🏆 China's new open-source model GLM-4.5, Undercuts DeepSeek and GPT-4 on Price and Performance
Zhipu drops GLM-4.5, Edge gets Copilot Mode, Unitree's $6K robot does flips, and GPT-5 shows major gains in coding benchmarks.
Read time: 10 min
📚 Browse past editions here.
( I publish this newletter daily. Noise-free, actionable, applied-AI developments only).
⚡In today’s Edition (28-July-2025):
🏆 China's new open-source model GLM-4.5, Undercuts DeepSeek and GPT-4 on Price and Performance
📡 Microsoft just turned Edge browser into an AI agent with Copilot Mode.
🛠️ UnitreeRobotics just unveiled R1, it can run, cartwheel and fist-fight – and it costs just $6K
🧑🎓 GPT‑5 Release Imminent, Early Tests Show a Performance Leap on Coding
🏆 China's new open-source model GLM-4.5, Undercuts DeepSeek and GPT-4 on Price and Performance
Chinese AI startup Zhipu just released open-source model GLM-4.5 designed for intelligent agent applications.
Key Takeaway
Two versions, 355B and 106B parameters in total, run as a mixture of experts so only 32B or 12B weights stay active during a single forward pass which lowers GPU memory and cost.

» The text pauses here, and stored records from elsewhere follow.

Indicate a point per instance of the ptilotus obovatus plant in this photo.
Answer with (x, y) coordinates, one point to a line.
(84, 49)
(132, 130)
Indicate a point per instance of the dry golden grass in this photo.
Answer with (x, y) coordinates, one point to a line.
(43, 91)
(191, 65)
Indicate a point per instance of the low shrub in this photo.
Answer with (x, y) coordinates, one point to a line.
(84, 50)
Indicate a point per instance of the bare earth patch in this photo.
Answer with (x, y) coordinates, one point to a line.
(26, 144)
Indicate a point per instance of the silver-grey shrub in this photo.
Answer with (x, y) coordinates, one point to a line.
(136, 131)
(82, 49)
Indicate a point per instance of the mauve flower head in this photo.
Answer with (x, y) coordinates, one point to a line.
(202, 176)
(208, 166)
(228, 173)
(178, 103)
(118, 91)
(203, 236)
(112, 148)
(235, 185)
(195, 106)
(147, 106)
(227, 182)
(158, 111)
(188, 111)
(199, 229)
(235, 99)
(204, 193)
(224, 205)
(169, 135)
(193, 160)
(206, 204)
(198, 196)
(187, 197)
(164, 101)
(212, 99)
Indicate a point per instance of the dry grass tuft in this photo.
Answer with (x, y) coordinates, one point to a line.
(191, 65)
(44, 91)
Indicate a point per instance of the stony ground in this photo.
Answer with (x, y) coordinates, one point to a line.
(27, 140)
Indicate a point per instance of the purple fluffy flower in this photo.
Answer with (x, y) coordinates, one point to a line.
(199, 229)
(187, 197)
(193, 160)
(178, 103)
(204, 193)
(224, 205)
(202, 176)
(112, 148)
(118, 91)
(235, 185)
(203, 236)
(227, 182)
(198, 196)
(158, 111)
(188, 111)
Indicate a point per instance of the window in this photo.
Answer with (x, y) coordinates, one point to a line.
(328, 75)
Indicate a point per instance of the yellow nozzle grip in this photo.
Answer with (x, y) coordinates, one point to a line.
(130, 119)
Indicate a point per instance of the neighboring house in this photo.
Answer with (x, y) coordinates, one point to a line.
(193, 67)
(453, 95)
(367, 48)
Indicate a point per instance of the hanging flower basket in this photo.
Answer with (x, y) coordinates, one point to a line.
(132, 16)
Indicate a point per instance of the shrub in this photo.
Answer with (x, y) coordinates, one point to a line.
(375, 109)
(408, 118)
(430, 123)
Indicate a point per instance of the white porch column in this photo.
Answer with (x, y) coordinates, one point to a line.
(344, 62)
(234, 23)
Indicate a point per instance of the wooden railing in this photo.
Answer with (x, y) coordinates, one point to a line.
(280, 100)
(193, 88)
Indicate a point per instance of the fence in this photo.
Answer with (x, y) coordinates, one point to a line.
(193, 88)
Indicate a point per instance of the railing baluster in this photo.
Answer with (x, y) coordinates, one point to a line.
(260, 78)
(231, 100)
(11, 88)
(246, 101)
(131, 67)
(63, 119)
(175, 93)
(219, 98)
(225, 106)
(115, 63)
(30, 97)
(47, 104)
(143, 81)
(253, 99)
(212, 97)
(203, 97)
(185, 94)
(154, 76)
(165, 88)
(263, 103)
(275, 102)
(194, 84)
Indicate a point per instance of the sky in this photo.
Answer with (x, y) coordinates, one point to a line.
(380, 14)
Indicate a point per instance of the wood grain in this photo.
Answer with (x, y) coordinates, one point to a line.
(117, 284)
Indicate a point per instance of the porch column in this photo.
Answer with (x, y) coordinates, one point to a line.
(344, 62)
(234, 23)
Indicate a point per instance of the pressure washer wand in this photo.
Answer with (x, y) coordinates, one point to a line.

A 128K token window lets the model ingest very long documents or tool traces without breaking context.
Separate “thinking” and “non‑thinking” modes let it spend big compute only when a prompt truly needs slow step‑by‑step reasoning, which keeps everyday queries fast.
The model can run on just eight Nvidia H20 chips—half what DeepSeek requires—and ranks third overall across 12 AI benchmarks covering reasoning, coding, and agent tasks. These H20 chips are special versions of Nvidia's AI processors designed for China to comply with US export restrictions. They're less powerful than chips sold elsewhere but still capable enough for AI training. Z.ai uses them because that's what Chinese companies can legally buy due to trade limitations.
Combines three skills in one: structured reasoning for tough questions, code generation that fixes real GitHub issues, and built‑in function calling so agents can hit external tools or APIs without extra glue.
Scores 3rd on a blended leaderboard of 12 hard reasoning tests and its lighter “Air” edition lands 6th, showing that the scaled‑down model still competes.
Hits 84.6 on MMLU Pro, 91.0 on AIME24, and 79.1 on GPQA, placing it near GPT‑4 class models on academic reasoning.
Solves 64.2% of SWE‑bench Verified software bugs and reaches 37.5% on Terminal‑Bench, proving strong real‑world coding chops.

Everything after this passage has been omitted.